Convergence of Ia fibres from synergistic and antagonistic muscles onto interneurones inhibitory to soleus in humans.

1. The possibility that Ia afferent fibres from the gastrocnemius medialis (GM) and from the tibialis anterior (TA) muscle could converge on to a single interneuronal pool inhibitory to the soleus motoneurones was investigated. 2. The soleus H reflex, evoked by tibial nerve stimulation in the popliteal fossa, was conditioned by separate or combined stimulation of the nerves to the GM or TA muscles. Stimulus intensity was below the motor threshold (MTh), and the conditioning‐test intervals were such as to evoke short‐latency inhibition of the soleus H reflex.

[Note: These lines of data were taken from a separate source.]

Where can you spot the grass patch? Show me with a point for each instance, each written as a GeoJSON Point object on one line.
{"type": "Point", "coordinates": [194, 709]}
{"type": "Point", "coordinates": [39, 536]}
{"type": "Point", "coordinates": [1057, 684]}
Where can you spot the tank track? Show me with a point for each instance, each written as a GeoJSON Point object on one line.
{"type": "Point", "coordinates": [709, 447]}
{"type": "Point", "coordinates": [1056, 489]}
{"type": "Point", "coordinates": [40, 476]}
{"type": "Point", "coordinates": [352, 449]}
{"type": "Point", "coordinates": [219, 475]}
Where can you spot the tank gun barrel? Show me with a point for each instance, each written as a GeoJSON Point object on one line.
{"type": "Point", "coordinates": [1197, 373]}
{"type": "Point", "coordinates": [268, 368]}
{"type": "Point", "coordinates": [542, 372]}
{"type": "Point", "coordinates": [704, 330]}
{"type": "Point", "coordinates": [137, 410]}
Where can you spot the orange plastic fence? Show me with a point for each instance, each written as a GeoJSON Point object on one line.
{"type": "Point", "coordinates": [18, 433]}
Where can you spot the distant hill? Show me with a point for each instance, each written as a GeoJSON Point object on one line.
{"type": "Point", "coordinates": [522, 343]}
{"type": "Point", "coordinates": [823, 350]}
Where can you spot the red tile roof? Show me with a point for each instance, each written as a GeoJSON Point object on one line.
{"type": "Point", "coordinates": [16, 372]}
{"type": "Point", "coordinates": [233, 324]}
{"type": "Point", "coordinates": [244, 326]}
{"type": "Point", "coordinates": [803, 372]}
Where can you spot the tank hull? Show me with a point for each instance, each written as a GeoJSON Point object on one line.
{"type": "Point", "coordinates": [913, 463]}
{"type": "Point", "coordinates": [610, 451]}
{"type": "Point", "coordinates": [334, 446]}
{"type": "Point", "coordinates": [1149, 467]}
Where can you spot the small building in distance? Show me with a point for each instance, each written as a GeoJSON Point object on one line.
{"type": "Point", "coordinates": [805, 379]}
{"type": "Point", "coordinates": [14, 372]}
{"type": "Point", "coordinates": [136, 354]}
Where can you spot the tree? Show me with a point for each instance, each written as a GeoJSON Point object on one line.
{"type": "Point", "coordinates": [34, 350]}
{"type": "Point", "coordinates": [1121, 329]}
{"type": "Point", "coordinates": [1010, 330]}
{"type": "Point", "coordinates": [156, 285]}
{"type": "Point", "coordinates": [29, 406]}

Care was taken to avoid current spread and artifacts connected with the closeness in time and space of the conditioning and test stimuli. 3. Separate stimulation of both GM and TA nerves was able to induce significant inhibitory effects on the H reflex amplitude at stimulus strengths larger than 0.75 x MTh, on the average. Combined stimulation of the two nerves was able to reduce the H reflex at lower stimulus strengths, at which either nerve was ineffective alone. 4. Conditioning stimulus strengths close to the MTh reduced the H reflex to approximately 80% of the control value, both on single and combined stimulation, i.e. saturation of the inhibitory effect was found. 5. By extrapolating the regression line through the normalized data from all subjects, it was assumed that the smallest stimulus strength necessary to drive the inhibitory interneurones to threshold was, on the average, 0.5 and 0.6 x MTh, on combined and separate nerve stimulation, respectively. 6. Tonic voluntary activation of the soleus abolished the inhibitory effects of both separate and combined stimulations. This was tested on the H reflex, on the rectified and averaged EMG, and on the peristimulus histogram of single motor unit discharge. 7. The findings strongly suggest the existence of spatial summation of the effects from GM and TA muscle at the level of a single interneuronal pool. Most probably, the responsible afferent fibres are group I spindle afferents, and the interneurones those mediating the reciprocal inhibition. The data do not support the notion of parallel pathways, exclusive to each nerve.